In the mid-1960s, David Crosby rose to fame as a member of The Byrds, a foundational folk-rock group championing the recent innovations of the stylistic pioneer Bob Dylan. Though the band enjoyed several prominent hits, none sold quite so well as their version of Dylan’s song ‘Mr. Tambourine Man’. The cover appeared on the group’s 1965 album of the same name, which consisted mostly of folk covers.

Crosby was expelled from The Byrds in late 1967. He had clearly rubbed his bandmates up the wrong way, prompting their bitter justification that he was “crazy and unsociable and a bad writer and a terrible singer”. No doubt the singer-songwriter was a little unhinged, especially during some periods of his life, but the last two items on the list seemed spiteful and inaccurate. 

For all his alleged personal faults, David Crosby was a talented singer with an iconic voice. His songwriting began to blossom with The Byrds before reaching full bloom in his next chapter, collaborating with Buffalo Springfield’s Stephen Stills and Neil Young, and The Hollies’ Graham Nash. By the time he formed CSNY (or CSN when Young was absent), Crosby had also connected with Joni Mitchell, another significant influence on his songwriting.

Speaking to Joe Bosso in a past interview, Crosby reflected on the CSN debut album, Crosby, Stills & Nash, as one of the proudest releases of his career. “The term ‘supergroup’ didn’t exist until we formed,” he claimed.

Adding, “We had all been in successful bands before, but something like us had never happened. We set the precedent. And for us to become even bigger than our previous bands, that was even more unique.”

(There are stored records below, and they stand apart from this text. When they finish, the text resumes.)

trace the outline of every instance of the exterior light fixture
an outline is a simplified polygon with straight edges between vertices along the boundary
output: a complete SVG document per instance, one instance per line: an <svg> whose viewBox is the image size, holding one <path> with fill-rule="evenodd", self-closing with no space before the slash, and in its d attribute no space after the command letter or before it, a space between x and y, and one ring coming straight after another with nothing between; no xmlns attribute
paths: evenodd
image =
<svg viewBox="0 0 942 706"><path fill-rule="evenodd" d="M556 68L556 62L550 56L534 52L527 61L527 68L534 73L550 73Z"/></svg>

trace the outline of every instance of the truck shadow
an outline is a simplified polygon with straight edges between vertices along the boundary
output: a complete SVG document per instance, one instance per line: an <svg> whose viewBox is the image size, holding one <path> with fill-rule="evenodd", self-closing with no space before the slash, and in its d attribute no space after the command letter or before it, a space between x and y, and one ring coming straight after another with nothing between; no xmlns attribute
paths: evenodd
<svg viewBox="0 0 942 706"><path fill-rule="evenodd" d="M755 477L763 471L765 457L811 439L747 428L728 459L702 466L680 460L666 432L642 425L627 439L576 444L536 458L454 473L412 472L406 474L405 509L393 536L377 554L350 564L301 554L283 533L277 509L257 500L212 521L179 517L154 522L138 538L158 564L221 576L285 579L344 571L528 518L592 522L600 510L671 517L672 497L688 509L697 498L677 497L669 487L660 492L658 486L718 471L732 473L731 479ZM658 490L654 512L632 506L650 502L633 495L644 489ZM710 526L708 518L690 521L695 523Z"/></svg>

Indeed, the 1969 album was a seismic release and seemed to coin the term “supergroup”. Unlike much of Crosby’s material with the Byrds, Crosby, Stills & Nash was entirely constructed from original material. Crosby contributed two original songs, ‘Guinnevere’ and ‘Long Time Gone’, and received a co-writing credit for the classic song ‘Wooden Ships’. He and Stills wrote the song alongside Paul Kantner, who recorded it with his band Jefferson Airplane.

While appraising his songwriting contributions to the supergroup, Crosby picked out ‘Guinnevere’ as a favourite. The song stretches over three verses, each about a different woman: one was Joni Mitchell, another was Christine Hinton, and the third Crosby refused to identify. “I do think this one is beautiful. It could be my best,” he beamed.

Crosby is often happy with either the lyrics or the music, but in ‘Guinnevere’ he felt he had the perfect balance of the two. “I like it musically, I like it lyrically, and I like the mood that it creates a lot,” he said. Firstly, he noted the “intricate and delicious” structure, which cycles through 4/4, 6/8 and 7/4 in each verse. He also used an alternate tuning, which made for a more unique chord progression. “The guitar pattern, I can’t say how it came about,” Crosby added. “I just fooled around, and it came out. It’s in a very odd tuning that a guy from the Midwest showed me one time.”

A year after the CSN debut album, the trio teamed up with Neil Young for the classic album Déjà Vu. The robust tour de force featured songwriting contributions from all four members and a cover of Joni Mitchell’s ‘Woodstock’. Crosby penned the title track and the enduring rock out ‘Almost Cut My Hair’, the latter of which Young describes as the pinnacle of Crosby’s songwriting.

“It’s really Crosby at what I think is his best,” Young told Rolling Stone in 1970.